Did you have people who did the reverse? How?
Oh, yeah. Of course.
Honestly, it all depended on who my friends married. If the spouse extended friendship, the circle was open to me. If they didn’t, I was forced to step back.
Sometimes it was hard. There are still people I miss.
Did people make comments that bothered you?
Probably. I don’t remember any specifically, but I’m sure there were some.
Did you have an opportunity to interact with children, and how did that affect you/not affect you?
Yeah. I had a lot of nieces and nephews. I was close to my cousin and really enjoyed his kids. Still do, actually.
I don’t know if I thought a lot about children when I was single. I did wish for a son at times, but not having a wife put a damper on those thoughts. I think kids always seemed like a distant thing. For me, friend’s weddings were hard, not their pregnancy announcements, if that makes sense.
Supposedly single guys are the most starved for simple touch. Did you ever feel the need for physical affection, like hugs?
I guess? Honestly, I didn’t think through things that carefully. I am close to my parents though. My mom gives hugs.
I don’t remember thinking, “Oh, I wish I had that,” in general, but I did desire a wife to hold. So, whatever that means.
Did you have good friendships with other guys? If so, how did you find/strengthen them?
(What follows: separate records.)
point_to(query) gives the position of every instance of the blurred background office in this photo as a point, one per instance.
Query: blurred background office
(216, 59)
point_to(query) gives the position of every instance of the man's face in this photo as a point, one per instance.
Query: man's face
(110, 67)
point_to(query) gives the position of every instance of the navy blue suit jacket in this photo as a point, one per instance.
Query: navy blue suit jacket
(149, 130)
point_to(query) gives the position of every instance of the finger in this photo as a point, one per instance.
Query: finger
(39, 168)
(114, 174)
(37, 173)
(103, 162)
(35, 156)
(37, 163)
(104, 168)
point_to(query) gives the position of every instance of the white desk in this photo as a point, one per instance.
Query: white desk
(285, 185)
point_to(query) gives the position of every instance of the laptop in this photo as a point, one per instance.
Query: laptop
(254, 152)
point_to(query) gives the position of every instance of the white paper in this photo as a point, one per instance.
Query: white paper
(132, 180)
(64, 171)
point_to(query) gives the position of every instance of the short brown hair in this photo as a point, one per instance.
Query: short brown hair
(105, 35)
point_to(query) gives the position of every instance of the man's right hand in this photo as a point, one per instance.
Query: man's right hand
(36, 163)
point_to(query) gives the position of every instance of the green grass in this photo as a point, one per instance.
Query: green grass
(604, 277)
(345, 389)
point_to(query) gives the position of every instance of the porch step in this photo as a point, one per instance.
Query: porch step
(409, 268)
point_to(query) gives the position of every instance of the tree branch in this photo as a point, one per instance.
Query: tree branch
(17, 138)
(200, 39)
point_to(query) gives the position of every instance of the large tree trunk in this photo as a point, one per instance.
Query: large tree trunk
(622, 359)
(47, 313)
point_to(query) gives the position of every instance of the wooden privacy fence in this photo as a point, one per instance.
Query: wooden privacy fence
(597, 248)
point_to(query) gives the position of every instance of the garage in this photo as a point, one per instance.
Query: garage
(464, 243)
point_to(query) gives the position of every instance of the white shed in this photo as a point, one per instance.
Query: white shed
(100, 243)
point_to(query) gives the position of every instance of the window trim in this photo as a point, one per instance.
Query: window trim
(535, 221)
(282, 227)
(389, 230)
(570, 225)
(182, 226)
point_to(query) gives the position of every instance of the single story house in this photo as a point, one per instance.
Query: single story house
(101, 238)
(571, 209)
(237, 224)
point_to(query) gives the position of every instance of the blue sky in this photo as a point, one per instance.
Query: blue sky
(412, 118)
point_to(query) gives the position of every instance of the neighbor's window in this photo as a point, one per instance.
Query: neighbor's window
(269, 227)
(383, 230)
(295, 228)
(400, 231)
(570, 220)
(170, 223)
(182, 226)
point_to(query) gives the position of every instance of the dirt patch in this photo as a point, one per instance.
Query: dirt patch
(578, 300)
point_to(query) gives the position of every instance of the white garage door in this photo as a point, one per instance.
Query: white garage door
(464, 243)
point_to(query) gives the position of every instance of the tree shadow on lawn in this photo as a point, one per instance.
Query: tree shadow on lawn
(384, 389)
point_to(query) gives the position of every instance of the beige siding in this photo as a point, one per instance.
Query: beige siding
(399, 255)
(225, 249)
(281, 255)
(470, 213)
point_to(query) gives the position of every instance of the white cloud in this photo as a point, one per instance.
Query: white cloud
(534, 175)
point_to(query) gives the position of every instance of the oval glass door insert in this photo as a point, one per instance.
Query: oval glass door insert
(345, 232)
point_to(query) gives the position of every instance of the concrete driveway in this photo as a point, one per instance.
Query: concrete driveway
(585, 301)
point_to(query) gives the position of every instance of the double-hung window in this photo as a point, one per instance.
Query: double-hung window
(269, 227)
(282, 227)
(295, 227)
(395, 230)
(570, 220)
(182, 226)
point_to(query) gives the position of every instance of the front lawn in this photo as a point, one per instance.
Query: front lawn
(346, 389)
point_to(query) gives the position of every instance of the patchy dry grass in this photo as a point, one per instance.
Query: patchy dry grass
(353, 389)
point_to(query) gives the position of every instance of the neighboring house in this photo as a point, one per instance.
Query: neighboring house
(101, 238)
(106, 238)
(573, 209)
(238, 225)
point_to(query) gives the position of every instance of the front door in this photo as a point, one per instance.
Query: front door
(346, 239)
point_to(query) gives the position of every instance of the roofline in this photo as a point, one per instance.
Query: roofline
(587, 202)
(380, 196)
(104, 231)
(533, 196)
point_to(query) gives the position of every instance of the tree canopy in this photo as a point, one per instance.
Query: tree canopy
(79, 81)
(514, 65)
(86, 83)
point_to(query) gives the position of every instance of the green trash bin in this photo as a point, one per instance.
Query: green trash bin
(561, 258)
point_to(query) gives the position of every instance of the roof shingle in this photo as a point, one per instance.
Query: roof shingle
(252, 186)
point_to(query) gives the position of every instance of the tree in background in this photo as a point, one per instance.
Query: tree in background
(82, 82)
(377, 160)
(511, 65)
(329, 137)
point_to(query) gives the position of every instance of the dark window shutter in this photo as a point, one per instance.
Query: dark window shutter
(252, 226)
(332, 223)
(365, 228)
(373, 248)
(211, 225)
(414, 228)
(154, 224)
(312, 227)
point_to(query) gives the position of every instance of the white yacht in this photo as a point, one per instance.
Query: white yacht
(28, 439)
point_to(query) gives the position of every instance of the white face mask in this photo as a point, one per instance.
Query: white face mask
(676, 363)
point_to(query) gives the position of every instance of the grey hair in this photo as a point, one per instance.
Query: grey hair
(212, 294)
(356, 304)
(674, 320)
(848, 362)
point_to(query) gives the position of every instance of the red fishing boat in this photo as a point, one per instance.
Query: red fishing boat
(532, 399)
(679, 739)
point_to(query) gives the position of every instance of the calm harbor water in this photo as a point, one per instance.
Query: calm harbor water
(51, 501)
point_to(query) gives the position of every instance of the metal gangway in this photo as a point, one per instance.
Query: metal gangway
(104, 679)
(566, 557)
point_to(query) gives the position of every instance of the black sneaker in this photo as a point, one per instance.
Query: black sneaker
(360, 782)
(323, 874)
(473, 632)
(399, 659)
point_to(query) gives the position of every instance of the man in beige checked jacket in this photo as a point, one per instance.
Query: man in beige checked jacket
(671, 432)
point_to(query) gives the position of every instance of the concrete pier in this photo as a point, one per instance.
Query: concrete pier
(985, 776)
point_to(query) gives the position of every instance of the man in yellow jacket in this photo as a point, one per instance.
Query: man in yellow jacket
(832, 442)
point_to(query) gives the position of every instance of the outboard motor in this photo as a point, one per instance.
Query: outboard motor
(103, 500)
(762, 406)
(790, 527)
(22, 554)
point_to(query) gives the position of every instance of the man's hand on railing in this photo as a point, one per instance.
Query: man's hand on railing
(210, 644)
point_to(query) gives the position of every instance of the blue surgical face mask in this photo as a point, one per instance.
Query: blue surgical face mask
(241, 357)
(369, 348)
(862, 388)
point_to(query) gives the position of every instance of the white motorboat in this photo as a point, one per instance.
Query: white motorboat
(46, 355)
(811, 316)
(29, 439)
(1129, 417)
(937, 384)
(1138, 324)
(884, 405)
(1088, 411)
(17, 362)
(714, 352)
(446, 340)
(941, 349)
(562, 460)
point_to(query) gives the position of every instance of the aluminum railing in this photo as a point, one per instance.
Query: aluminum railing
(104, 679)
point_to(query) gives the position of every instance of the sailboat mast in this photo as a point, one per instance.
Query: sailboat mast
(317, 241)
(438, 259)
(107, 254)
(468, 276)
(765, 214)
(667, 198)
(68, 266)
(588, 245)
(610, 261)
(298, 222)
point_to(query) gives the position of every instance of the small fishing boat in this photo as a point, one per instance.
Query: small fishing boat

I found them by being real with people. The people who were real back were the ones I grew close to.
Truthfully, this is how we should all be in the church. We’re not. But we should be.
Did you have any sense of a ticking clock?
Probably, but whenever I started to feel that way I just found something to do. Really, that’s how I dealt with most of the struggles of singleness. I kept busy.
Not with “busy work” per say, but traveling and working and helping others. I did a lot of disaster relief because I owned my own business and could leave on short notice. That’s actually where I built a lot of lasting friendships. Many of the guys who went with me and worked with me in some rough places around the world ended up being life-long friends.
Did you feel like there were a lot of questions marks on your relationship horizon, and if so, how did you deal with that?
Sure there were question marks. I have no idea how I dealt with them. Am I allowed to use the answer from the last question? That’s really all I can think of. I kept busy.
What do you feel like the hardest part of singleness was for you?
Loneliness. No matter what friends I had, where I traveled, or what awesome thing I did—in the end, I went home alone.
I really had to come to peace with that. I had to learn to turn to Christ. I had to remember that this world isn’t our home anyway.
Did your singleness negatively affect your understanding of God’s love or your own self-worth?
I don’t think it affected my understanding of God’s love. I struggled with that at times, but it had nothing to do with singleness and everything to do with whether or not I was in relationship with Christ.
When I was giving Him precedence in my life, I knew I was loved because I spent time with Him and knew Him. When I ignored Him, I felt unloved because I wasn’t living in the knowledge of Him.
As for self-worth, that’s a little tricky. I had opportunity to be in relationships, but I knew what I wanted in a wife so I wasn’t going to date just anyone. So obviously, I had self-worth. However, when things didn’t turn out how I expected them to (I did date some and it didn’t go anywhere)—it was easy to feel like I wasn’t good enough.
But like I said, those kinds of feelings aren’t fixed by marriage. Yes, I married someone better than I could have even dreamed, and yes, it was worth the wait, and yes, she likes me and that’s awesome. But I still have to deal with feeling that I’m not good enough in other areas. That struggle didn’t leave with our wedding.
So in the end, I either find my identity in Christ, or I don’t. Marriage or singleness has nothing to do with it.
A huge thank you to Amos for taking the time to share his perspective!